On 24.02.2016 14:30, Evgeny Kotkov wrote:
> Branko Čibej <brane_at_apache.org> writes:
>> Instead of relying on the Unicode spec, I propose a different approach:
>> to treat accented letters as if they don't have diacriticals at all.
>> This should be fairly easy to do with utf8proc: in the intermediate,
>> 32-bit NFD string, remove any character that's in the
>> combining-diacritical group, and then convert the result to NFC UTF-8.
>> I've done this before with fairly good results; it's also much easier to
>> explain this behaviour to users than to tell them, "read the Unicode spec".
> I see that utf8proc has UTF8PROC_STRIPMARK flag that does something
> similar to what you describe.
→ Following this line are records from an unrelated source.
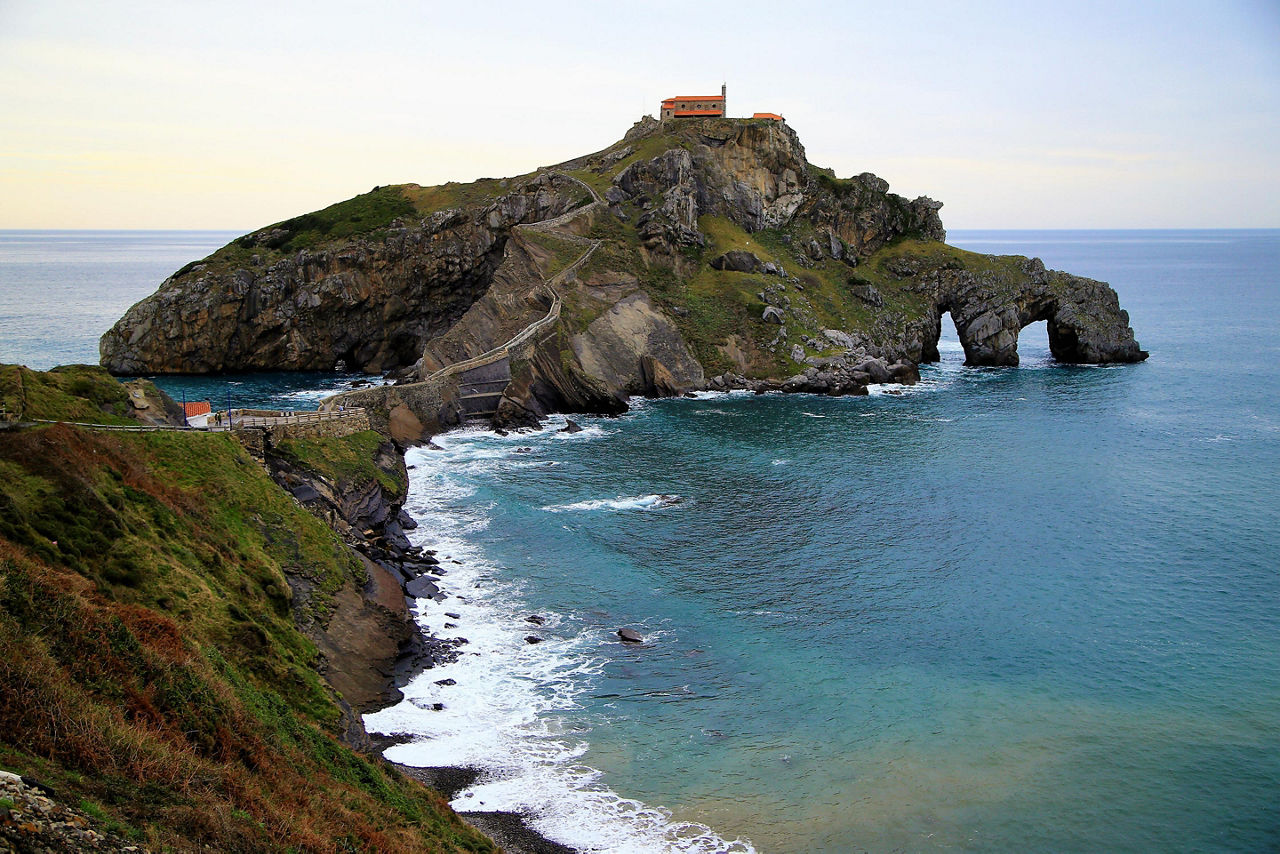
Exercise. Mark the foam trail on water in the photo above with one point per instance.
(638, 502)
(510, 709)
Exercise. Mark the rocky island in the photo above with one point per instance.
(245, 592)
(691, 254)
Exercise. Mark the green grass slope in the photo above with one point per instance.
(151, 671)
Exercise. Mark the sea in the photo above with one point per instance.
(1028, 608)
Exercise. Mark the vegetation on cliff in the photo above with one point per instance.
(151, 670)
(718, 252)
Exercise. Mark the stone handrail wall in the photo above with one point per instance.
(437, 379)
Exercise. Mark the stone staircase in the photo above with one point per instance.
(483, 379)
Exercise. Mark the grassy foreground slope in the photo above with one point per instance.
(151, 671)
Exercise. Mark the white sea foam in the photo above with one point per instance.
(636, 502)
(510, 709)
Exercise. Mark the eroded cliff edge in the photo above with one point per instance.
(689, 254)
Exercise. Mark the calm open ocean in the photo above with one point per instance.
(1009, 610)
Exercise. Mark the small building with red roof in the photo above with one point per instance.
(694, 106)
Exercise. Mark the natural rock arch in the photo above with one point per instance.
(1084, 319)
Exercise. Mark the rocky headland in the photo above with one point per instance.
(689, 255)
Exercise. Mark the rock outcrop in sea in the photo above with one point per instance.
(690, 251)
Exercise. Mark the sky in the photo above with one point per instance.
(233, 115)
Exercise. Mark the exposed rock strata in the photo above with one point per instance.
(370, 644)
(688, 250)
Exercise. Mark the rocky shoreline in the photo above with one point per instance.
(374, 524)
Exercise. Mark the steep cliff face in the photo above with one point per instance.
(289, 297)
(690, 254)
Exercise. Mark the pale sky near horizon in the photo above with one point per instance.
(1015, 115)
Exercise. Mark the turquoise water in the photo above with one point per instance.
(1023, 608)
(1029, 608)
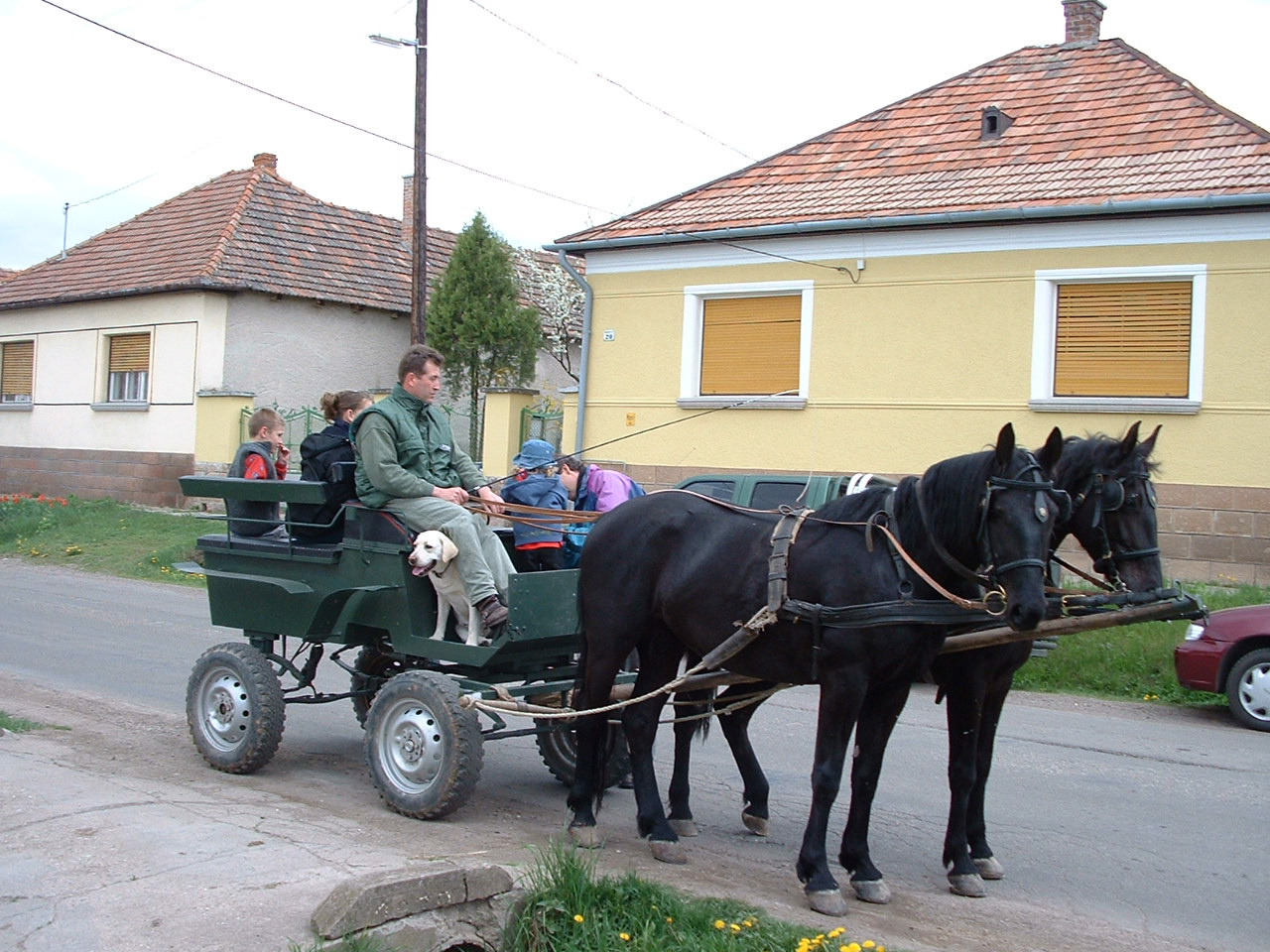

The difference is that this option strips the
> codepoints that fall into either Mn (Nonspacing_Mark), Mc (Spacing_Mark) or
> Me (Enclosing_Mark) categories [1].
>
> Although that's more than just removing the characters that are marked as
> Combining Diacritical Marks [2,3,4,5], I am thinking that we could just use
> this flag. How does this cope with what you propose?
This is probably even better than just removing combining diacriticals,
because it should work well with non-latin/cyrillic scripts, too.
> Another question is about exposing this ability in the API. I'd say that we
> could do something like this:
>
> svn_utf__transform(svn_boolean_t normalize,
> svn_boolean_t casefold,
> svn_boolean_t remove_diacritics)
>
> (or maybe svn_utf__map / svn_utf__alter / svn_utf__fold?)
>
> Do you have an opinion or suggestions about that?
The big question here is what we'll use the API for. Currently we have a
'normalize' function that's used by svn_fs_verify (IIRC). Since we're
talking about a funciton that transforms a UTF-8 string to a shape
suitable for stuff-insensitive comparison, we could follow the example
of the standard strxfrm() -> svn_utf__xfrm(); but if that's too ugly, my
preference is for svn_utf__fold().
However, I'd not add arguments for normalization/case folding/etc; I'd
just make this function DTRT without any additional flags, because
otherwise we'll always be second-guessing the correct invocation.
If there's a use case for case-folding vs. non-case folding, then make
two functions: svn_utf__xfrm and svn_utf__xfrm_casefold.
(Again, obviously, all of these -- including svn_utf__normalize -- need
only one private impltmentation in the source.)
-- Brane
Received on 2016-02-24 15:07:12 CET